Pressing his claim to speak for the common man as opposed to the big business Republicans, Obama said in the same speech: “You can’t give up on the idea that your vote makes a difference. Because if you do give up then the lobbyists and the special interests, they’ll fill the void. The folks who are writing the $10 million checks, the folks running all these super PAC ads.”

Just hours before, his former White House chief of staff and current mayor of Chicago, Rahm Emanuel, had announced that he would leave his post with the Obama reelection campaign to head up the main pro-Obama super PAC. Emanuel will lead the effort to raise $150 million over the next two months from millionaire and billionaire donors. He will presumably begin this effort in earnest after he is done overseeing his city’s strike-breaking drive against Chicago teachers.

On Saturday, Obama began a two-day bus tour of Florida, where he dropped any mention of the jobs report and focused on his plan to supposedly “strengthen Medicare for the long term.” Florida, a key battleground state, is the home of millions of retirees.

Obama and the Democrats are seeking to cash in on the Romney-Ryan camp’s proposals to privatize and ultimately dismantle the popular government health care program for seniors, while concealing the devastating implications of the $716 billion cut in Medicare spending included in Obama’s health care overhaul.

With typical demagogy, Obama declared Sunday in Melbourne, Florida: “I want you to know, Florida, I will never turn Medicare into a voucher program… No American should have to spend their golden years at the mercy of the insurance companies.”

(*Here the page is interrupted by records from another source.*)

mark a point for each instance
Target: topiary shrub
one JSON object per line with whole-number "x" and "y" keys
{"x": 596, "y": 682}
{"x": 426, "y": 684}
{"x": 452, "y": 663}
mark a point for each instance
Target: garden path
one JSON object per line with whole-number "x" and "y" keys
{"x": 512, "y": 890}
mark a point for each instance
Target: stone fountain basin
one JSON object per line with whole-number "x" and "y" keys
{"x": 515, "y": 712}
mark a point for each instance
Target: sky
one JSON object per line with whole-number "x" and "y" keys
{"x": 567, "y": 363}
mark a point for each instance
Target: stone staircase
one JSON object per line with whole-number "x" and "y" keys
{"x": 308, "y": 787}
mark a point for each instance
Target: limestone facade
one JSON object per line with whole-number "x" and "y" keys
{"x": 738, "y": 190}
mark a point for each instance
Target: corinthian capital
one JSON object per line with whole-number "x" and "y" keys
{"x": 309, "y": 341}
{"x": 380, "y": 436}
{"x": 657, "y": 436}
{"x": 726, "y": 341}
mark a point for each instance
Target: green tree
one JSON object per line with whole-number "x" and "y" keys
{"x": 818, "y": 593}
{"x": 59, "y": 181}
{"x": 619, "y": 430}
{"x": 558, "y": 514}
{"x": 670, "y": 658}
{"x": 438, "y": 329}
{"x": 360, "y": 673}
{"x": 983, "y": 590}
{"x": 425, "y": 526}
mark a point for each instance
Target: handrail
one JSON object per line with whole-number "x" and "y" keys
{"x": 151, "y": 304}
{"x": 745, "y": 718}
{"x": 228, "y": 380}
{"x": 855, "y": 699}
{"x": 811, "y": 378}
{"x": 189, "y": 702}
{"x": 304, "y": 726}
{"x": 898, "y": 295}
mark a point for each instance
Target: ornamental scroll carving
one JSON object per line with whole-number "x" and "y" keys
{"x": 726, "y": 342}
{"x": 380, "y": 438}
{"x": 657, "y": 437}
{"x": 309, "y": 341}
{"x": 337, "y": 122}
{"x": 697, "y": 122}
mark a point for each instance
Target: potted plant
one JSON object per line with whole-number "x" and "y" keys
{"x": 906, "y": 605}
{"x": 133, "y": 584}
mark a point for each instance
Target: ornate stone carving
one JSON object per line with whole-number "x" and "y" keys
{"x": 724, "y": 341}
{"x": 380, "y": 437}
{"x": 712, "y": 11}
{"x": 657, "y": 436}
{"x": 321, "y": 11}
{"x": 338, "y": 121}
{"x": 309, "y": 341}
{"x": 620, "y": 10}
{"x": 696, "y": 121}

The Democrats claim that seniors’ benefits will not be affected by the cuts, which will take the form of reductions in the reimbursement rates for hospitals and doctors. This is pure sophistry.

As Obama and company well know, the sharp cuts in government reimbursements will lead medical providers to either refuse to treat Medicare patients or reduce the level of services they provide. This pressure from the government to cut costs at the expense of working people and retirees will be compounded by a panel empowered by the health care law to stop Medicare funding for tests, procedures and drugs the panel deems to be unnecessary.

As for Obama’s supposed opposition to profiteering by the insurance industry, his cost-cutting health care bill was drafted in the closest consultation with industry lobbyists and lawyers. It is anchored on the creation of millions of new purchasers of private policies, providing the insurance giants with a vast new source of profit.